Reply: Yes, Business teachers often wonder about the role of pronunciation on their short courses. If you have a jar full of pebbles, you can still pour a lot of dry sand round the pebbles. But then you can still pour a lot of water into the sand! I see vocab as the pebbles, grammar as the sand, and pronunciation as the water that surrounds everything – without taking up more space, or time! So, how can we include pronunciation without taking up time? Here are some ideas:

Attention takes no time

This is something I would do on all courses, because it takes up no extra time. I would ensure that attention to pronunciation is present in everything. For example: whenever the learners practise a new word or phrase, which inevitably involves them saying it a number of times, I would draw their attention to their own pronunciation. This does not mean they say it more times, or take longer, just that pronunciation is firmly included in the sweep of their attention.

In this way the necessary practice of new language is enriched simply by adding the dimension of noticing pronunciation. In this way pronunciation ‘piggybacks’ on the same bit of practice you are already using to ensure retention of the new language.

How to develop attention to pronunciation

1 First off – Enjoy it! Just muck in and enjoy it! Let go of your pronunciation anxiety and your compulsion to correct. Look for enjoyment first, and correctness second. The physicality of pronunciation can help both the noticing and the enjoyment. You don’t have to correct everything.

2 Be playful. When a student makes a pronunciation improvement, ask her to say it the previous incorrect way, and then immediately in the new way, so that she can feel, see, hear the experience, and knows that she can make the difference, and knows how she does it

3 Vary the practice. And this is also playful. For example learners can practise new language:

  • silently, in their heads
  • whispering
  • aloud but softly, to themselves
  • aloud to others…
  • saying it slower, faster
  • saying the words separately, then joined up

4. The pron chart. I would use the pron chart simply because it makes the whole process of paying attention to pron more possible and much quicker. It saves time even on short courses. The chart gives you a pron whiteboard to work things out on. Imagine teaching grammar and vocab without an ordinary whiteboard! Don’t teach sounds, just indicate them when the student has one that is pretty much correct. And soon you’ll find the chart getting integrated. You don’t have to teach the pron chart in order to use it. Just as you don’t have to teach the whiteboard in order to use it.

5. Word stress and unstress.  would have students pay attention to word stress – the syllables that carry energy, AND even more importantly to the unstressed syllables where energy is removed. This is helpful on a short course because

  • once you get the stress it is easier to get the sounds. Stress and unstress actually affect pronunciation, They are not just things you add to an existing pronunciation
  • Also stress and unstress affect comprehension. In many cases stress/unstress patterns carry more meaning than the sounds.
  • This practice extends nicely to sentence stress and unstresss in connected speech, which in turn is the basis of intonation.

6. Relaxed and clear connected up speech I would encourage connected up speech that is relaxed and clear, even if it is f-a-i-r-l-y  s-l-o-w.

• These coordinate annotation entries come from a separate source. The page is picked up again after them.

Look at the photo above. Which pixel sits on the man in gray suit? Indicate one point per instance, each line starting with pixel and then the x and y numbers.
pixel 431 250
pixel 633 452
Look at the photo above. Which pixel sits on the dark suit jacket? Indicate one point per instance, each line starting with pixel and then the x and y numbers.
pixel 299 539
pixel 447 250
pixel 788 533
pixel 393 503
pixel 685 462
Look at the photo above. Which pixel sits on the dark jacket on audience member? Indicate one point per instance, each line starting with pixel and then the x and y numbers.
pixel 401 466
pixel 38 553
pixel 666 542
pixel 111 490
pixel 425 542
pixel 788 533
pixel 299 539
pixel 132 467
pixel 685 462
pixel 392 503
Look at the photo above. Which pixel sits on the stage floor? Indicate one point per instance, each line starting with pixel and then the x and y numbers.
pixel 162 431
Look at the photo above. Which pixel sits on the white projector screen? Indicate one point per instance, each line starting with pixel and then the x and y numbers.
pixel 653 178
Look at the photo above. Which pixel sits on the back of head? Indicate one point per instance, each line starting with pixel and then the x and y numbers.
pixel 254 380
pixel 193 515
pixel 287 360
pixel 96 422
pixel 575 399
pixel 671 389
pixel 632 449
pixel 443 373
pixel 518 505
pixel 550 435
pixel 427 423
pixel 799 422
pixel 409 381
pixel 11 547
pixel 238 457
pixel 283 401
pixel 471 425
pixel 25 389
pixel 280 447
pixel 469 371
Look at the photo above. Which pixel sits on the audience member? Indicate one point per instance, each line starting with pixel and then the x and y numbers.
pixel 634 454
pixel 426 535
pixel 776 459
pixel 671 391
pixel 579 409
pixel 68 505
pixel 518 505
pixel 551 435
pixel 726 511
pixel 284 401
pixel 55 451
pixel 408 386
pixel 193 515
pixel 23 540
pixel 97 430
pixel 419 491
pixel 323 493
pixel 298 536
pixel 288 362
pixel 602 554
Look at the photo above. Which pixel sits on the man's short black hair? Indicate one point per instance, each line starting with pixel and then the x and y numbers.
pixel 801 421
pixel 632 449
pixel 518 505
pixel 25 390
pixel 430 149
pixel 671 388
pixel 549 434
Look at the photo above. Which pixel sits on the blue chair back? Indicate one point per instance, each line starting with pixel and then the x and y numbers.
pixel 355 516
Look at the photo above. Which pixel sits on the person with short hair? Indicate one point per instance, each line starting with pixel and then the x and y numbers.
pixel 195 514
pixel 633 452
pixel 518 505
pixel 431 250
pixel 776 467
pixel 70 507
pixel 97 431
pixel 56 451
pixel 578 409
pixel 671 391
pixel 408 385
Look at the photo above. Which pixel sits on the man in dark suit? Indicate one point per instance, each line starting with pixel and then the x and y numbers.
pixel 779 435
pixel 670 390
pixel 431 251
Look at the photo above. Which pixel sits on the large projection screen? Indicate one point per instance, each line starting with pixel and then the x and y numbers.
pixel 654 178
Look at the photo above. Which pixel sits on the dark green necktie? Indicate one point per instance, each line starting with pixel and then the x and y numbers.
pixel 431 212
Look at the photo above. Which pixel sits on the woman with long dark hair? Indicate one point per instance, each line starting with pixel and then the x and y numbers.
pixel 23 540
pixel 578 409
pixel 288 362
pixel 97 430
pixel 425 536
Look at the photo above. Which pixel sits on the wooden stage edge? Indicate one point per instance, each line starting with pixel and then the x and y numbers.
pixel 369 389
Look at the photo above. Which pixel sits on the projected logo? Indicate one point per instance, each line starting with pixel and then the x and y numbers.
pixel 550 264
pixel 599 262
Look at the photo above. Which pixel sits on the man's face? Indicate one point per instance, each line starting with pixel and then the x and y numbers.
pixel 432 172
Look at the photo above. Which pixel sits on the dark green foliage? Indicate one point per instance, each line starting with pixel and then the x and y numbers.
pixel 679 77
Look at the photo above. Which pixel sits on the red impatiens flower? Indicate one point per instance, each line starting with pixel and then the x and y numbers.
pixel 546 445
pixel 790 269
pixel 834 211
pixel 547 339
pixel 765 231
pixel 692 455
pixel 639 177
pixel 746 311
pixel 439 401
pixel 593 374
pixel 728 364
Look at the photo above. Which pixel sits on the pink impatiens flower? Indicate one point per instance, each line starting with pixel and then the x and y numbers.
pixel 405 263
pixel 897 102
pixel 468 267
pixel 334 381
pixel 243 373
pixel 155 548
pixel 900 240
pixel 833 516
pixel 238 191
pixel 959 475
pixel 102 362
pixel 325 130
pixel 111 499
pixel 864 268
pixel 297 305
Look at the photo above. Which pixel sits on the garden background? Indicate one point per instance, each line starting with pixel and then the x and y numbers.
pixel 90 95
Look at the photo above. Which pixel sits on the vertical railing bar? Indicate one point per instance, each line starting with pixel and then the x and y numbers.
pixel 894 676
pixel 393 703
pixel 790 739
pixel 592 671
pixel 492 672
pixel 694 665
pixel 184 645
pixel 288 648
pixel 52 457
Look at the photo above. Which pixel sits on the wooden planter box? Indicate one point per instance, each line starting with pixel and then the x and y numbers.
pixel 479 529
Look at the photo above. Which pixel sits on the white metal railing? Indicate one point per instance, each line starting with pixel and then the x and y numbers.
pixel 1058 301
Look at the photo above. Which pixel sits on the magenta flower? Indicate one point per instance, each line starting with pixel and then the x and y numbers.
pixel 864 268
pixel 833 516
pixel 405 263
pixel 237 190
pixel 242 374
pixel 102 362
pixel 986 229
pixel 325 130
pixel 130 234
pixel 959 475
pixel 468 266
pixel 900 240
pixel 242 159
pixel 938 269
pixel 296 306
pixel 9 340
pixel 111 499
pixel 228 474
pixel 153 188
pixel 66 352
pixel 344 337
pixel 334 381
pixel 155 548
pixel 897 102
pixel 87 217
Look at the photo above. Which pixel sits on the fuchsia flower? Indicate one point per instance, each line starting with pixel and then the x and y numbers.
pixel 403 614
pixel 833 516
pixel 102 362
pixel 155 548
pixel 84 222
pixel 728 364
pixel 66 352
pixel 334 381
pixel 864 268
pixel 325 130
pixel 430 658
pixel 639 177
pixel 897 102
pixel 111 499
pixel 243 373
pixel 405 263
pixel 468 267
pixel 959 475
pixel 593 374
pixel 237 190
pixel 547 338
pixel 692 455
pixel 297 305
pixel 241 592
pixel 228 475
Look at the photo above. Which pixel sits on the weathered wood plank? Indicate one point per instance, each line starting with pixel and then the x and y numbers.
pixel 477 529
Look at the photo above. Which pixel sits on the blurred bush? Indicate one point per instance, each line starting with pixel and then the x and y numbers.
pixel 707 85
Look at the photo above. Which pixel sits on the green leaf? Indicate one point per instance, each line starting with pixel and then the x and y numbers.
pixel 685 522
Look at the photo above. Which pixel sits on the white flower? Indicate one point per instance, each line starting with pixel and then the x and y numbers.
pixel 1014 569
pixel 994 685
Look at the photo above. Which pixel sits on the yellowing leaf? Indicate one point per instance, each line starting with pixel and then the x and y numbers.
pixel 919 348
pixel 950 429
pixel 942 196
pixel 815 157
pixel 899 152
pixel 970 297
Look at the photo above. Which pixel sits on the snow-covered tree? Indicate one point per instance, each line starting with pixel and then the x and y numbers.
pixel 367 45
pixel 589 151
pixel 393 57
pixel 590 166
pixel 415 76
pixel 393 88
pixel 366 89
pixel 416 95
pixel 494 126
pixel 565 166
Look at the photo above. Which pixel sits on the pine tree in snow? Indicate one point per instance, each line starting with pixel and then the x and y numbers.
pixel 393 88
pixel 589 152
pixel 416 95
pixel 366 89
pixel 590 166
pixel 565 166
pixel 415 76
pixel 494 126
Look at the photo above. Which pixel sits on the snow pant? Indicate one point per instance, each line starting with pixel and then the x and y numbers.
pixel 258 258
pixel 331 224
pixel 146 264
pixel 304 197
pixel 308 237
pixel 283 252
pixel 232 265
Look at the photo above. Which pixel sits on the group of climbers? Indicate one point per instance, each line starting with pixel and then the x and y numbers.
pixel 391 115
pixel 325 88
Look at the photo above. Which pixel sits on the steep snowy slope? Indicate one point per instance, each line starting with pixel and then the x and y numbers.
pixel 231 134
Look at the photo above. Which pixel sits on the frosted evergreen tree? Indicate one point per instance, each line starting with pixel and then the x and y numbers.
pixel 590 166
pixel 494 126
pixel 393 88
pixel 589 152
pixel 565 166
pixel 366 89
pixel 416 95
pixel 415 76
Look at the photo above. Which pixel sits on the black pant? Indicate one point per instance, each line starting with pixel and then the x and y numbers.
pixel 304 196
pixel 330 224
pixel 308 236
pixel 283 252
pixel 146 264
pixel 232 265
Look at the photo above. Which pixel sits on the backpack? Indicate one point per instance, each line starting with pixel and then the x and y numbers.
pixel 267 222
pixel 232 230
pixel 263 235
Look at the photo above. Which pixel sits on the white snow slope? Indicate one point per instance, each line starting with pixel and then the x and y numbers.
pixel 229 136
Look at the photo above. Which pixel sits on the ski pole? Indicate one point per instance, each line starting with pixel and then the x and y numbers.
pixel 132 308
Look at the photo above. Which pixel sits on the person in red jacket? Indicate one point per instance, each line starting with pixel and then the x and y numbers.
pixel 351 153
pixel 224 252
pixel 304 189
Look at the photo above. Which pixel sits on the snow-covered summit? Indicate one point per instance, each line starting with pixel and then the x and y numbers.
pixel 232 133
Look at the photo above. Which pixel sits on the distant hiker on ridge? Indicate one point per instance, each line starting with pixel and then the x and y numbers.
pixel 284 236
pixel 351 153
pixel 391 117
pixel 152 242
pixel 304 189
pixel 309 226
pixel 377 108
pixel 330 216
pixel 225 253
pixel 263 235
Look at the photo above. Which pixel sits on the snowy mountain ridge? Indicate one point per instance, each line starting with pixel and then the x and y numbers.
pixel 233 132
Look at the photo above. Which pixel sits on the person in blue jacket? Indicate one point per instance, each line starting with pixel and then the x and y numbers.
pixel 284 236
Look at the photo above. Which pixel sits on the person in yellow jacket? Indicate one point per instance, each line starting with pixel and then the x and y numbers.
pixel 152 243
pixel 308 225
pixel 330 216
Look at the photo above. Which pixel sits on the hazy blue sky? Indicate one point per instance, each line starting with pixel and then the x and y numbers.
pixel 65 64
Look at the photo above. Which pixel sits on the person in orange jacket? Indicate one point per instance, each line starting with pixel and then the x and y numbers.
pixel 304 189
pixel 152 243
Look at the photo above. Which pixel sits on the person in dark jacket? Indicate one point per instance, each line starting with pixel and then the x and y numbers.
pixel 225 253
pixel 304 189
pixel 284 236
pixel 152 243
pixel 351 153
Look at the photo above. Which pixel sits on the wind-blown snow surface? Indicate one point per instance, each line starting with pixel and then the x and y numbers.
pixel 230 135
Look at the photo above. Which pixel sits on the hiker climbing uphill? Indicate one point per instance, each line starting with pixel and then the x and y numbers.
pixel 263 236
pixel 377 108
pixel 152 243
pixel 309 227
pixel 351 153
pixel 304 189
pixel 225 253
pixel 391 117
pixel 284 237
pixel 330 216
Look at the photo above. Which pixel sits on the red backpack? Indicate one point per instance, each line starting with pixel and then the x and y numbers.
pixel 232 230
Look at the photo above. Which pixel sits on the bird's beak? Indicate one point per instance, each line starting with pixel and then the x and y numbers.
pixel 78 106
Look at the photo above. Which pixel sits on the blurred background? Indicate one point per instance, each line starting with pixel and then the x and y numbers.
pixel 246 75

I find that if learners allow themselves the space to speak a bit slower then their language production faculties can do a better job. This includes being relaxed and comes back to the enjoyment. Allowing this space starts with the teacher being relaxed, supportive and and enjoying listening to the students.

Summary

All this can be done using the business language that occurs naturally as part of the business course content. You don’t need special materials and vocabulary for pron. Just use what’s the already. Let pron be a way of practising new business language. Remember, pron is there all the time. You don’t have to introduce it. Every lesson is already a pron lesson even if you do nothing! You just have to bring it out. Let pronunciation support learning, retention, intelligibility, enjoyment and self esteem.

Everything has pron!

Every scrap of cognitive learning – grammar, vocab – has a physical / acoustic / pronunciation tag to it. And it all assists memory and retention. Fee of charge! So use it … Students of business English are interested in understanding and being understood. They are mostly open to pron for good business reasons. They just need a teacher who is open to it too.

These are my suggestions for business English pron. courses, I hope you may find them of some use.